Tennis perseveres in a stacked division


Joey Matsuzawa, Sports Editor

Despite being in one of the most competitive divisions in the state, KingCo 4A, the tennis team’s strong mental game and depth of skill has kept them alive throughout the season. For the last three years, players from the KingCo 4A division have taken two of the top three spots in singles and doubles at the state tournament.

Ending the season with an overall record of 6-5 and a divisional record of 4-4, senior first singles and captain Tobin Hansen says that was where they expected the team to perform.

“We ended up on the lower range of where we expected to be,” Hansen said.

The team was able to have close matches against Newport and Skyline High Schools, schools that normally win big. This is due to their great depth,skill and strategy in each match.

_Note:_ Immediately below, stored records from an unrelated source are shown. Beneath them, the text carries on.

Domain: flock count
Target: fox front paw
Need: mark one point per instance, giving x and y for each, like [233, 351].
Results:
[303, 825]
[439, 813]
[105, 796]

“This year’s team was way more solid [than last year] because the difference [in skill] between the bottom and the top was very little,” senior first doubles player Gokul Gowri said.

Gowri, along with his fellow first doubles partner, sophomore James Peng, played a vital role in the team’s success.

“In tennis you play seven matches: four singles and three doubles. [Because] we had a really strong doubles lineup, that meant we would only need to win one singles match in order to win the meet,” senior captain Ben Tinker said.

The team of Gowri and Peng won the majority of their matches by manipulating their opponents, “tilting” them. Tilting occurs when a player’s mental game begins to negatively affect their physical game.

“Tennis is 90% mental and 10% physical,” Hansen said.

The depth of the team proved to be vital, as the lower seeded players were able to beat the other team’s lower seeded players. For example, at the beginning of the season when playing for seeding, Peng beat Hansen, who beat Gowri, who beat Peng. Even though Peng would go on to play doubles, he was able to beat Hansen, the eventual first singles player and was a 2014-15 first team all-KingCo player.

Even though all of the players from Inglemoor lost in the second round of districts, the team still feels that they accomplished what they set out to do: prove that they could compete in a stacked division.